Dr. Hogan probably would have ignored me, but Paul was intrigued by my question—or perhaps it was by my diagnostic note—and he added his voice to mine. “I’m just wondering if we can extrapolate backward and get some idea how some of these percepts might have predicted his future,” Paul said. “I know we might do as well with Tarot Cards, but it seems like—”

“Actually, it’s a sad story,” our mentor began. “Butch died. He was murdered when he was eighteen. It was a terrible thing. He and a friend had hitchhiked across the country. When they got to Oklahoma…” He took a deep breath. “They found his body tied to a stake in the middle of a field. He had been burned to death.”

A collective gasp circled the room. Paul bent close to my ear and whispered, “How did you know?” I didn’t answer him. I was busy thinking about Butch. I never told Dr. Hogan or anybody else in that room, but I had also known the boy. He had been a camper at the summer camp that my parents operated in Maine. It had to be the same kid because how many kids could there have been from greater Boston who had been murdered that way?

I didn’t have much to do with Butch that summer in Maine. As a junior counselor, I had campers to look after, and Butch was older than my group. There was, however, one day on which he and I had interacted. It was the last day of the camp season. Most of the kids had boarded the busses that would take them back to the big cities from which they came. A few were picked up by their parents, typically because they would be going on a short family holiday before school began.

Butch was supposed to be picked up that morning. When lunchtime came, he was still waiting. A call was made. “Oh, we forgot,” was Butch’s mother’s response. “I’ll call my husband; we should be there in three or four hours.”

Butch took the news in stride. “You’ll have to amuse yourself,” the head counselor told him. “Okay.” Off Butch went to do just that.

In mid-afternoon, I was at the waterfront helping to haul in the docks and store them for the winter. Butch had found a piece of plywood and was using it as a very tippy raft which he polled about near the shoreline. I took a few minutes to ask how he was doing.

“I’m playing Tom Sawyer,” he answered. “The trick is to keep from falling off.”

“It must be a pain having to wait this way,” I said.

“Nah, it’s okay.”

I expressed surprise that his folks had forgotten to come that morning. No other kid had ever been forgotten that way. Of course, I didn’t say that to Butch.

My folks know I can handle myself,” he told me. “They’ll show up. They always do. It’s no big deal.”

I understood two things. The first was that it was a big deal. Being forgotten by one’s parents is a very big deal. The second was that in Butch’s family talking about his parents’ foibles and failures was verboten. The rule was, “Keep a stiff upper lip and amuse yourself.”

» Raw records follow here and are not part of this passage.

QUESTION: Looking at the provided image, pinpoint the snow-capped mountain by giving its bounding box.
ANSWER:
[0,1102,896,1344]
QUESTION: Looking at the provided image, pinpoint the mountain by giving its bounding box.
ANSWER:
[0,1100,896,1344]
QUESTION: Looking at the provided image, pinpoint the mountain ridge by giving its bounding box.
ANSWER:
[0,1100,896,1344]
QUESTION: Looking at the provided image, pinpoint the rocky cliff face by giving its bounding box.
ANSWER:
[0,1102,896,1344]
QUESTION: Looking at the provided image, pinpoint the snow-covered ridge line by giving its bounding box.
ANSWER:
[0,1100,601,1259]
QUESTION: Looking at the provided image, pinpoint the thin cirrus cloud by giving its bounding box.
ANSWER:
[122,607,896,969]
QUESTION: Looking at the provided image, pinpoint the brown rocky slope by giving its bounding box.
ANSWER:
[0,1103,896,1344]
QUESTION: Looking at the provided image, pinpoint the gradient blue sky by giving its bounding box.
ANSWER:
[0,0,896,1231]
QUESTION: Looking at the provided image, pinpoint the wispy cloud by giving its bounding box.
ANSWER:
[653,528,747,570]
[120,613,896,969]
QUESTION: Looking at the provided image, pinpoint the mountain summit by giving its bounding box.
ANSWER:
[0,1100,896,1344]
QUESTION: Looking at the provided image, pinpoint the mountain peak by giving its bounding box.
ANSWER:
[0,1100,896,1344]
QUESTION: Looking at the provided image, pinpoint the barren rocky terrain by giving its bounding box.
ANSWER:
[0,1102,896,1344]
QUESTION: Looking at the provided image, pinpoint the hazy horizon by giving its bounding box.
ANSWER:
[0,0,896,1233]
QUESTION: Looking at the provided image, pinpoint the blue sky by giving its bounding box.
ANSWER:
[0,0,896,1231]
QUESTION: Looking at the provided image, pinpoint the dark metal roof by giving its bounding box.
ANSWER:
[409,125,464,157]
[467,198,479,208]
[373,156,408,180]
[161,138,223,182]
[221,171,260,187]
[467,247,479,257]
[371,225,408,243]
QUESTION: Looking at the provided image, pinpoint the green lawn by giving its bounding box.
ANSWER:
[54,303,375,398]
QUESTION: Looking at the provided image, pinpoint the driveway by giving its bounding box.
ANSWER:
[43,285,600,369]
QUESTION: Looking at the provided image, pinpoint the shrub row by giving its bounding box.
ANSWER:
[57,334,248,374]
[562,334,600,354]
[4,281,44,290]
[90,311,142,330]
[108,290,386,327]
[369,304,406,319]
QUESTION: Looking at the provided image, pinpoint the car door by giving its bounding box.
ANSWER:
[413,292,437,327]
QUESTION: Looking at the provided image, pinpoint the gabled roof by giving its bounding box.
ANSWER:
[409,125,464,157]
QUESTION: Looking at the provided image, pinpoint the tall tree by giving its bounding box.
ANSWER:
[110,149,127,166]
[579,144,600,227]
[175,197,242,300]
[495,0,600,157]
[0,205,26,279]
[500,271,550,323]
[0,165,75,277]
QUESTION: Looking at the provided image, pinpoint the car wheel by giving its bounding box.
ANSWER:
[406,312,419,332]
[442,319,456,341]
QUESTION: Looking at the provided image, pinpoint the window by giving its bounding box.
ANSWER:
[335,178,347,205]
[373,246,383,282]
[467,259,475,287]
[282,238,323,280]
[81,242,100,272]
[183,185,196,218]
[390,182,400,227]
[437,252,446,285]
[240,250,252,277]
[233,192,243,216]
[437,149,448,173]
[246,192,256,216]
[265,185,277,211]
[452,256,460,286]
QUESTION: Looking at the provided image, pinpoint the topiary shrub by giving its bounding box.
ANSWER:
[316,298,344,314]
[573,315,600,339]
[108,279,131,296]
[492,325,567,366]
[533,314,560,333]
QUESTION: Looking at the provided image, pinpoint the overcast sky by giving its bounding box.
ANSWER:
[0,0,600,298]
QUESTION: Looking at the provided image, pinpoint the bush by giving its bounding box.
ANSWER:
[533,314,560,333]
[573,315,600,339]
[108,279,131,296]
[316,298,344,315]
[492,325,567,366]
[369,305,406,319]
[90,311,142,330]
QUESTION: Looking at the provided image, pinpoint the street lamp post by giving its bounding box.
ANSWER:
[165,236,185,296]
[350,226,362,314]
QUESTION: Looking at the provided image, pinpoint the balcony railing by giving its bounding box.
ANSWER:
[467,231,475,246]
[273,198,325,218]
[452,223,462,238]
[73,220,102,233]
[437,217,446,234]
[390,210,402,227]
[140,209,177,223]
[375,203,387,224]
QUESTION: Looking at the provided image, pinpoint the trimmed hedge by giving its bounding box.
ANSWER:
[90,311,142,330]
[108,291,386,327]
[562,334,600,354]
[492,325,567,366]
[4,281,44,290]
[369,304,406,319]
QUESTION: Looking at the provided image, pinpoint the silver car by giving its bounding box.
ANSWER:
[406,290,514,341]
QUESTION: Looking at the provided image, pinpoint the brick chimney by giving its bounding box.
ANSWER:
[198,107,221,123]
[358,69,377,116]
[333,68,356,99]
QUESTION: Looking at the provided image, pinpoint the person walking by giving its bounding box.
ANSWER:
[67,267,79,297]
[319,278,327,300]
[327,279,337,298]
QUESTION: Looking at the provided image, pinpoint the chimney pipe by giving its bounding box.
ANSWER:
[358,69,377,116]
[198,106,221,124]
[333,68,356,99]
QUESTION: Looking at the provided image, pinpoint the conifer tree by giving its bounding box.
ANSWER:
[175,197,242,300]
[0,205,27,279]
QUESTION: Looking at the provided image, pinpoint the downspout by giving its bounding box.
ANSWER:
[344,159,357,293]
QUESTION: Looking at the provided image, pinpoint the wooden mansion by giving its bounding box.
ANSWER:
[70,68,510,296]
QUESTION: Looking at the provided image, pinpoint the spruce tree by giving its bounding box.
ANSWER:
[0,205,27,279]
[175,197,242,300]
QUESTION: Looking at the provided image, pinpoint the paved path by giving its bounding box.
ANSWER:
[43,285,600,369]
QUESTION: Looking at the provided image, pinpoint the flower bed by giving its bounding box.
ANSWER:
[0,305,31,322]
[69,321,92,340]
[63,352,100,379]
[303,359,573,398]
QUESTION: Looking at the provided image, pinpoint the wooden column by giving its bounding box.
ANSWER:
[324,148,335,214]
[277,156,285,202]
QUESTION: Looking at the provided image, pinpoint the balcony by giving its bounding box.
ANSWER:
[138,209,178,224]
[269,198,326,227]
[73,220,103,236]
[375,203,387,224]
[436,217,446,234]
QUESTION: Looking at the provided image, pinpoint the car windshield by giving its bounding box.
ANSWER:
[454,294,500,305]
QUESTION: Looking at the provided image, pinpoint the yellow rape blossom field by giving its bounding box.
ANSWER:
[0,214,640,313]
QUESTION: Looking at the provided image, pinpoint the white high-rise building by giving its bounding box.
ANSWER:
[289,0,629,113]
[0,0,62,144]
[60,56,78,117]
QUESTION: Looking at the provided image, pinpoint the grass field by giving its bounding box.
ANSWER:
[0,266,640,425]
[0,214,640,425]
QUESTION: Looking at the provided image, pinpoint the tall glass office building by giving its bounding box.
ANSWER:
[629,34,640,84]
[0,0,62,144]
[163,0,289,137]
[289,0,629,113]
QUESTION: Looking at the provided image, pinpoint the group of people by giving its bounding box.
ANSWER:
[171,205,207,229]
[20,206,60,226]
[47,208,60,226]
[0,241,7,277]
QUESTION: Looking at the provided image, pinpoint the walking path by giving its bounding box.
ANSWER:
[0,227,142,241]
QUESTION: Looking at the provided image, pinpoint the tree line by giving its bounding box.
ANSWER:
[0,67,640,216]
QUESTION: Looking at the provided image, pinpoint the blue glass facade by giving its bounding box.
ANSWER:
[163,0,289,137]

At the time I didn’t really understand the mental health implications of that day. I, like Dr. Hogan, saw Butch as resilient and healthy. I even envied him a bit; after all, he could deal with adversity so much better than most people.

Years later a new concept had entered by an understanding of human behavior. Repression is usually talked about as some kind of mysterious process in which unacceptable thoughts are put away, pushed into an unconscious realm. From a psychodynamic point of view, repression is the center of neurosis.

Of course, for Freudians and the like, that repressed material is about strange ideas like wanting to kill your father and marry your mother. But Butch had taught me something years earlier about repression. Repression is what we are not allowed to talk about. We bury that material because we are told to.

In Butch’s case what was to be buried was his need to be noticed and remembered and his anger and disappointment when he was not. Years later, he would still be playing on a very tippy raft. The trick would be staying afloat in the face of danger. That would justify the pain. That would make it clear that he was what he was supposed to be, resilient and healthy.

​We never mentioned Butch again, and I never ever talked about my own responses to the Rorschach. Let’s just say that repression is often an important part of appearing mentally healthy and of success in graduate school.